History

United Kingdom
- Name: Clarkson
- Builder: Hull
- Launched: 1806
- Fate: Last listed 1833

General characteristics
- Tons burthen: 301, 302, or 303 (bm)
- Armament: 2 × 9-pounder guns + 10 × 12-pounder carronades

= Clarkson (1806 ship) =

1806 ship

Clarkson was launched at Kingston upon Hull in 1806. Initially she traded with South America. She then made a voyage to Port Jackson, returning to England via India. On the way she participated in the discovery by Europeans of some islands in the Solomon Sea. After her return she traded primarily between Hull and Quebec, and on one occasion took migrants Quebec. She was last listed in 1833.

==Career==
Clarkson first appeared in Lloyd's Register (LR) in 1806.

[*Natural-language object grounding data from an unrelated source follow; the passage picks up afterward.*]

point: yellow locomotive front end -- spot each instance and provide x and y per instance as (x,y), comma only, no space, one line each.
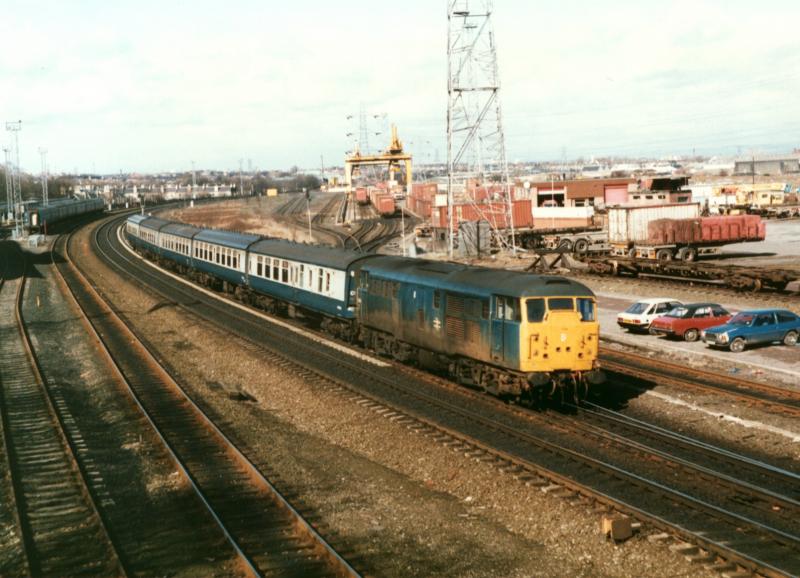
(559,340)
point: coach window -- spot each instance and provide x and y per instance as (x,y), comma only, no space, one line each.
(586,308)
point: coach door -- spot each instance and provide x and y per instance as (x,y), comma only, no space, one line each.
(498,328)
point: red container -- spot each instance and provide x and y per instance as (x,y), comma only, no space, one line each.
(706,231)
(384,204)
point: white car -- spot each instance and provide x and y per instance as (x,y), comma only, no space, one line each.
(640,315)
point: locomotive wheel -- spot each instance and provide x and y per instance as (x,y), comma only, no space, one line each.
(581,246)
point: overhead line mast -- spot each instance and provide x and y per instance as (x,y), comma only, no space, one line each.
(475,138)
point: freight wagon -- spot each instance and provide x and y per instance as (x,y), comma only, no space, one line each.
(43,217)
(677,231)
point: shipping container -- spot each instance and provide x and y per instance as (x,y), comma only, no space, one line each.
(706,231)
(384,204)
(629,224)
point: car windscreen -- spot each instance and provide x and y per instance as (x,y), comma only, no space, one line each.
(638,308)
(741,319)
(678,312)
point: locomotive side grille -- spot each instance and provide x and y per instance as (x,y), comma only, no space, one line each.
(473,331)
(455,305)
(454,327)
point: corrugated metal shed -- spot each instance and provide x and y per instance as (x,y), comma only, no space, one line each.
(473,280)
(227,238)
(312,254)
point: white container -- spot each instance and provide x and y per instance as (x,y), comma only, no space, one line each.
(628,225)
(563,212)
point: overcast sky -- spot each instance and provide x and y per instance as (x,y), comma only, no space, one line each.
(150,86)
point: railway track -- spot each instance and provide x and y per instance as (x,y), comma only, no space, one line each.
(267,532)
(62,532)
(722,528)
(653,370)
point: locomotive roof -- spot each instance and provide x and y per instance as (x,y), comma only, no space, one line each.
(226,238)
(313,254)
(476,280)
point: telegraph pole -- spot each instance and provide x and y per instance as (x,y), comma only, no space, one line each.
(16,185)
(43,152)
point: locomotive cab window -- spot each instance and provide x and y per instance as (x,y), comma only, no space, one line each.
(507,308)
(561,304)
(535,310)
(586,308)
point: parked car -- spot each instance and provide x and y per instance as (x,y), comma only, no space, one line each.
(753,327)
(638,316)
(687,321)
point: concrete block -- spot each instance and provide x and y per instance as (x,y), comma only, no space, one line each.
(617,528)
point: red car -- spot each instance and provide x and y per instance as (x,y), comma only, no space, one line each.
(687,321)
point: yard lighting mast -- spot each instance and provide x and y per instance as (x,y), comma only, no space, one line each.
(9,189)
(43,153)
(475,139)
(16,188)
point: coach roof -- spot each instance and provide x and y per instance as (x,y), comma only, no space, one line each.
(154,223)
(468,279)
(181,230)
(313,254)
(226,238)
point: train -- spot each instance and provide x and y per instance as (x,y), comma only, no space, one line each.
(42,217)
(512,334)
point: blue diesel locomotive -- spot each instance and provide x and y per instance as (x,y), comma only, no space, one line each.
(510,333)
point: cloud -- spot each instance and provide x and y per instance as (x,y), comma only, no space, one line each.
(152,85)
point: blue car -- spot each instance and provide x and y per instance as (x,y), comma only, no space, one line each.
(762,326)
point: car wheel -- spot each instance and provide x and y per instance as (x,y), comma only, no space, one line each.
(737,345)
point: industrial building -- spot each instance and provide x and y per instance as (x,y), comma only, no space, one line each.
(768,165)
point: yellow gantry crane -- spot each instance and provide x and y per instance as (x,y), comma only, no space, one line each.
(393,157)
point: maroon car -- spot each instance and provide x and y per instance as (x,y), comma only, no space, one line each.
(687,321)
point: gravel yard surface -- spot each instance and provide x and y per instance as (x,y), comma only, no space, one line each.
(156,518)
(402,503)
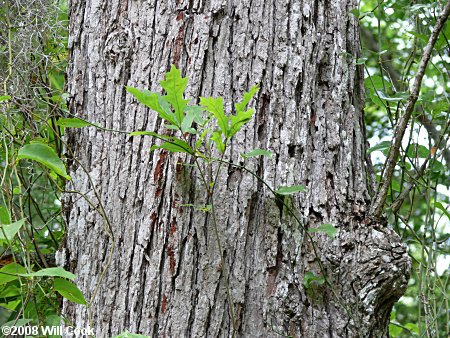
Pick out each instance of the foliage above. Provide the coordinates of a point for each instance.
(33, 54)
(394, 34)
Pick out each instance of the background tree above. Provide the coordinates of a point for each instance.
(164, 275)
(396, 44)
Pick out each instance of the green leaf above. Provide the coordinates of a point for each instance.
(7, 272)
(290, 190)
(442, 208)
(5, 98)
(155, 102)
(145, 133)
(215, 106)
(412, 327)
(361, 61)
(355, 12)
(237, 121)
(380, 146)
(51, 272)
(217, 139)
(175, 146)
(174, 85)
(310, 278)
(417, 150)
(240, 106)
(5, 217)
(394, 330)
(73, 123)
(17, 323)
(257, 152)
(8, 231)
(385, 97)
(45, 155)
(242, 116)
(192, 114)
(69, 291)
(326, 228)
(130, 335)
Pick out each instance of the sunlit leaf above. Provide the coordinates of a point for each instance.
(8, 272)
(8, 231)
(174, 146)
(290, 190)
(5, 98)
(155, 102)
(51, 272)
(311, 278)
(45, 155)
(237, 121)
(442, 208)
(380, 146)
(241, 106)
(73, 123)
(327, 229)
(217, 139)
(257, 152)
(69, 291)
(174, 86)
(394, 330)
(215, 106)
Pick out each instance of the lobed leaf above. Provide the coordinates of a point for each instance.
(10, 271)
(215, 106)
(174, 85)
(175, 146)
(217, 139)
(45, 155)
(9, 231)
(51, 272)
(380, 146)
(73, 123)
(290, 190)
(310, 278)
(69, 291)
(257, 152)
(326, 228)
(155, 102)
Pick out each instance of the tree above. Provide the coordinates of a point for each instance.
(152, 266)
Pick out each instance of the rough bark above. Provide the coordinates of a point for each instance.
(165, 279)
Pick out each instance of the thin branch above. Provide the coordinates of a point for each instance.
(380, 199)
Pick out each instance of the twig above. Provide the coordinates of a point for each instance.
(380, 199)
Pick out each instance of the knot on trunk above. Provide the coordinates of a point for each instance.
(370, 272)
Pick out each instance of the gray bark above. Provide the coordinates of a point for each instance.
(165, 278)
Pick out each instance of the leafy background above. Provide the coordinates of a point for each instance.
(33, 58)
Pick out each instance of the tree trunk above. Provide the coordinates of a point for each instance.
(165, 278)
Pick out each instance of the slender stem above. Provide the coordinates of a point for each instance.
(380, 199)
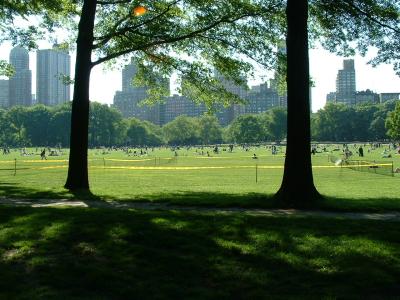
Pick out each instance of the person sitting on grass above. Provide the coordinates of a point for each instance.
(43, 154)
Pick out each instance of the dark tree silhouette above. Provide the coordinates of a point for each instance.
(77, 170)
(297, 188)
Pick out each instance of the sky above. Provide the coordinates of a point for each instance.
(323, 69)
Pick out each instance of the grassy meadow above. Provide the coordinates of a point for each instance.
(190, 176)
(100, 253)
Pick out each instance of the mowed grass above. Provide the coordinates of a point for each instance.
(222, 179)
(74, 253)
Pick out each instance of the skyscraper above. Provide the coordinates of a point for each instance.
(346, 83)
(128, 100)
(52, 65)
(4, 92)
(20, 84)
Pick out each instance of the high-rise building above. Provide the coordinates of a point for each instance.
(128, 101)
(52, 67)
(261, 98)
(4, 93)
(226, 115)
(331, 97)
(20, 84)
(346, 83)
(367, 96)
(383, 97)
(178, 105)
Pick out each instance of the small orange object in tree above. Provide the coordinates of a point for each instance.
(139, 10)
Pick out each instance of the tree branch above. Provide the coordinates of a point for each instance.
(100, 2)
(173, 39)
(105, 39)
(369, 16)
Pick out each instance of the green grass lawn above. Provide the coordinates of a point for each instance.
(74, 253)
(223, 179)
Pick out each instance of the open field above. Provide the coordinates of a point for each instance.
(75, 253)
(191, 178)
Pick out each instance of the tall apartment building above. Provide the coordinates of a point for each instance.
(367, 96)
(128, 101)
(383, 97)
(178, 105)
(4, 93)
(261, 98)
(51, 66)
(20, 84)
(346, 83)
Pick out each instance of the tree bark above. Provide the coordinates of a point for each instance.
(297, 188)
(78, 169)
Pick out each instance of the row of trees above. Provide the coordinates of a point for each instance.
(194, 38)
(41, 125)
(367, 122)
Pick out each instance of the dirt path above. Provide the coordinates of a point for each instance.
(37, 203)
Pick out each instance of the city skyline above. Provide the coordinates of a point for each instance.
(323, 69)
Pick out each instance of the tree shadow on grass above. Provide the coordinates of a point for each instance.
(203, 199)
(119, 254)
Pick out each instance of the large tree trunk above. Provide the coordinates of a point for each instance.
(297, 188)
(78, 169)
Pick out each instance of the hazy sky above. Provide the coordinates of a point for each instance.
(323, 69)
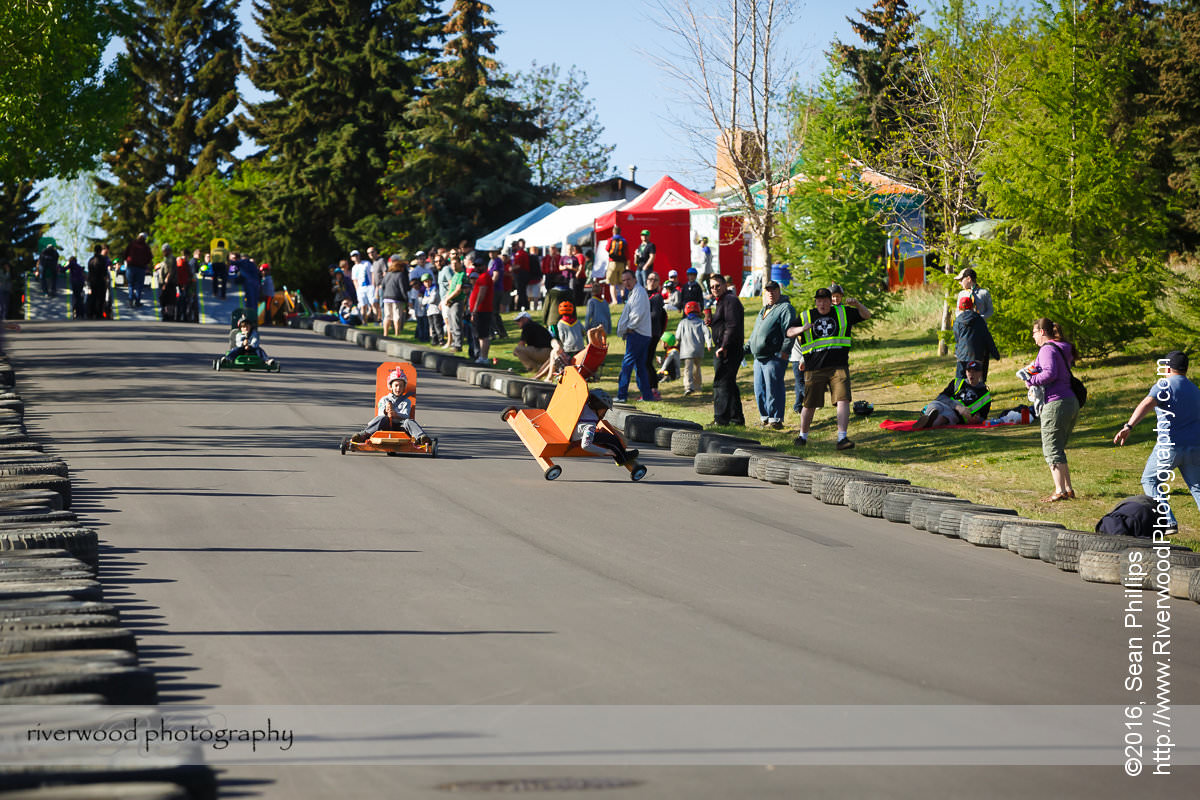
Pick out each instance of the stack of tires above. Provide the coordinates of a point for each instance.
(61, 643)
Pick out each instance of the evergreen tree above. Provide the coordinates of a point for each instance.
(1074, 181)
(881, 68)
(184, 60)
(341, 74)
(19, 227)
(459, 169)
(570, 154)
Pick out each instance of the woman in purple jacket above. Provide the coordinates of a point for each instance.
(1051, 371)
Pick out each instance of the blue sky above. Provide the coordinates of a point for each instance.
(609, 41)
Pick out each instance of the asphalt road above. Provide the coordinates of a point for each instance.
(263, 567)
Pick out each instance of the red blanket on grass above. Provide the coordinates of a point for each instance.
(906, 426)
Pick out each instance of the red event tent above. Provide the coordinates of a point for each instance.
(665, 210)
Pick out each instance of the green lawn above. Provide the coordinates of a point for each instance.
(894, 365)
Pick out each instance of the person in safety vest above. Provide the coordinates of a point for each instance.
(965, 401)
(825, 344)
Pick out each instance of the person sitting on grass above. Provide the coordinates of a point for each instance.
(595, 439)
(395, 413)
(244, 341)
(963, 402)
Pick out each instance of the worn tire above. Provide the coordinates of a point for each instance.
(53, 482)
(93, 638)
(720, 464)
(870, 491)
(898, 503)
(685, 443)
(81, 542)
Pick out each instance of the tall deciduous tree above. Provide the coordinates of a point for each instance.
(19, 226)
(882, 67)
(340, 74)
(571, 152)
(459, 169)
(184, 59)
(1074, 181)
(960, 78)
(54, 91)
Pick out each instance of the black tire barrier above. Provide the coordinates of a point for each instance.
(898, 504)
(720, 464)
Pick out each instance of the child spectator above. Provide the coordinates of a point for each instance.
(395, 411)
(595, 439)
(598, 310)
(669, 365)
(244, 341)
(690, 335)
(963, 402)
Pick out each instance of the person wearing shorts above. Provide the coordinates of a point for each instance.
(825, 344)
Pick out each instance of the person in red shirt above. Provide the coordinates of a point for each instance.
(480, 307)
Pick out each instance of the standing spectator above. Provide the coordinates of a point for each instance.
(769, 346)
(220, 259)
(78, 280)
(690, 335)
(979, 296)
(826, 350)
(521, 274)
(360, 271)
(264, 271)
(1176, 403)
(972, 340)
(691, 292)
(391, 300)
(379, 266)
(729, 338)
(453, 301)
(658, 326)
(535, 343)
(1051, 371)
(480, 305)
(635, 326)
(432, 304)
(137, 262)
(598, 313)
(48, 270)
(618, 260)
(645, 257)
(97, 281)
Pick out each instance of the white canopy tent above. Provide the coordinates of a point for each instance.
(571, 224)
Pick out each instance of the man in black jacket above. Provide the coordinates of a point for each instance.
(972, 340)
(729, 337)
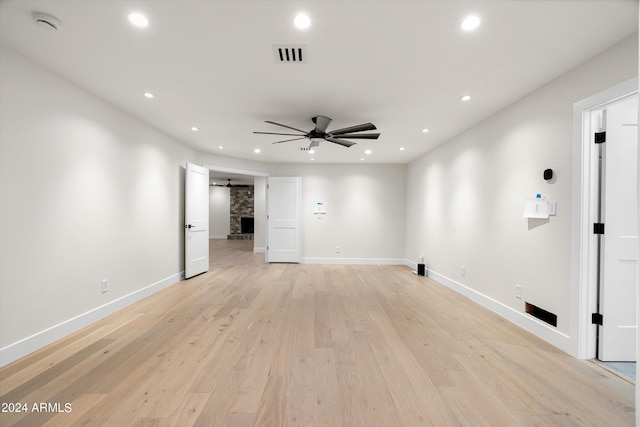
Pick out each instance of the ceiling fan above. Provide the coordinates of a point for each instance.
(228, 184)
(320, 133)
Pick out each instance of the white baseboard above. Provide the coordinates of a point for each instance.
(354, 261)
(30, 344)
(523, 320)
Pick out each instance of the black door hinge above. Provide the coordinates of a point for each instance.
(596, 319)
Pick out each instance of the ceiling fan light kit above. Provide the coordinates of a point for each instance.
(319, 133)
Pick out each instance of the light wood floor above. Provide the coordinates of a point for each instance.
(250, 344)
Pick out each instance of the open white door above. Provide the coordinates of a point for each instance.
(283, 219)
(196, 214)
(619, 259)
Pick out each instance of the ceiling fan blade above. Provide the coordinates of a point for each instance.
(275, 133)
(359, 135)
(287, 140)
(356, 128)
(339, 141)
(284, 126)
(321, 122)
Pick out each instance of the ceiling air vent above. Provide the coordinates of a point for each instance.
(290, 53)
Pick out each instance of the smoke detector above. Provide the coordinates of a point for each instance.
(46, 21)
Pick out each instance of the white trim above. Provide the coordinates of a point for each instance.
(218, 237)
(36, 341)
(353, 261)
(526, 322)
(582, 333)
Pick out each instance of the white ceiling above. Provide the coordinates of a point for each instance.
(400, 64)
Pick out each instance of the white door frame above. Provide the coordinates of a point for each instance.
(584, 199)
(196, 217)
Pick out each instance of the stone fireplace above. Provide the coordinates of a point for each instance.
(241, 212)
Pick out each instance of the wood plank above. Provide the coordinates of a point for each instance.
(250, 343)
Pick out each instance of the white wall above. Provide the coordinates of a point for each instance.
(88, 193)
(259, 214)
(219, 212)
(465, 199)
(365, 208)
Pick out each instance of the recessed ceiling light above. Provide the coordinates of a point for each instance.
(469, 23)
(302, 21)
(138, 20)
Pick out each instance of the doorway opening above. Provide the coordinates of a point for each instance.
(238, 207)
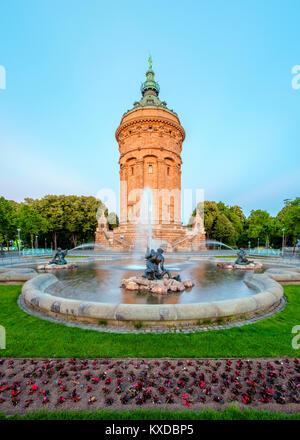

| Year | Master | Owner | Trade | Source |
|---|---|---|---|---|
| 1806 | Stephenson | Clarkson | Hull–Buenos Aires | LR |
| 1809 | Stephenson Skiff | Clarkson | Hull–Brazils London | LR |
| 1810 | Skiff | Clarkson | London–Bahia | LR |

On 2 July 1810 Clarkson, Scaife, master, sailed for the Brazils. (Note: Two major sources infer that this may signal an engagement in whaling, but there is no other support for that possibility. The mention in Lloyd's List simply lists her destination as "Brazils".)

| Year | Master | Owner | Trade | Source |
|---|---|---|---|---|
| 1811 | Skiff Clarkson | Clarkson | London–Brazils | LR |
| 1812 | Clarkson | Clarkson | London–New South Wales | LR |

On 21 October 1811 Clarkson, Clarkson, master, was at Deal, waiting to sail for Botany Bay. On 26 January 1812 she arrived at Rio de Janeiro; she sailed from Rio 6 February. She arrived at Port Jackson on 7 May with stores for the government. She sailed on 1 August, bound for Calcutta.

She sailed in company with , David Laughlan, master. On 16 August they saw a group of islands, the southernmost at . These appear to be the Laughlan (Nada) Islands of Waboma and Budelun in the Solomon Sea. Clarkson arrived back at Gravesend on 12 August 1813.

| Year | Master | Owner | Trade | Source & notes |
|---|---|---|---|---|
| 1814 | Clarkson W[illiam] Ross | Clarkson | London–New South Wales | LR |
| 1815 | W.Ross | Glennie & Co. | London–Demerara | LR |
| 1821 | W.Ross Cox | Glennie & Co. Captain & Co. | London–Demerara Hull–Baltic | LR; repairs 1821 |
| 1821 | Cox | Captain & Co. | Hull–Baltic Hull–Quebec | LR; repairs 1821, and large repair 1822 |
| 1824 | W.Cox A.Haigh | Captain & Co. | Hull–Baltic Hull–Quebec | LR; repairs 1821, large repair 1822, & repairs 1823 |
| 1825 | A.Haigh | Stevenson | Hull–Quebec | LR; large repair 1822, repairs 1823 & 1824 |
| 1826 | R.Ward | Stevenson | Belfast–Quebec | LR; large repair 1822, repairs 1823 & 1824, & damages repaired 1826 |

On 22 October 1825 Clarkson, Ward, master, was returning to Hull from Quebec when she went onshore at Green Island Reef. She received considerable damage and was obliged to unload.

On 3 May 1827 Clarkson, Ward, master, arrived at Quebec with 44 settlers from Hull. She cleared Customs to return to Hull 30 May.

| Year | Master | Owner | Trade | Source & notes |
|---|---|---|---|---|
| 1830 | R.Ward Coltman | Stevenson | Hull–Quebec | LR; large repair 1822, thorough repair 1829, damages repaired 1830 |
| 1831 | S.Coltman | Stevenson | Cork–Quebec | large repair 1822, thorough repair 1829, damages repaired 1831 |
| 1832 | S.Coltman J.Irvin | Stevenson | Cork–Quebec | large repair 1822, thorough repair 1829 & 1830, damages repaired 1831 & 1832 |

In December 1831 Clarkson, Irvin, master, was brought into Hull damaged. She had to discharge in the Humber.

==Fate==
Clarkson was last listed in the registers in 1833.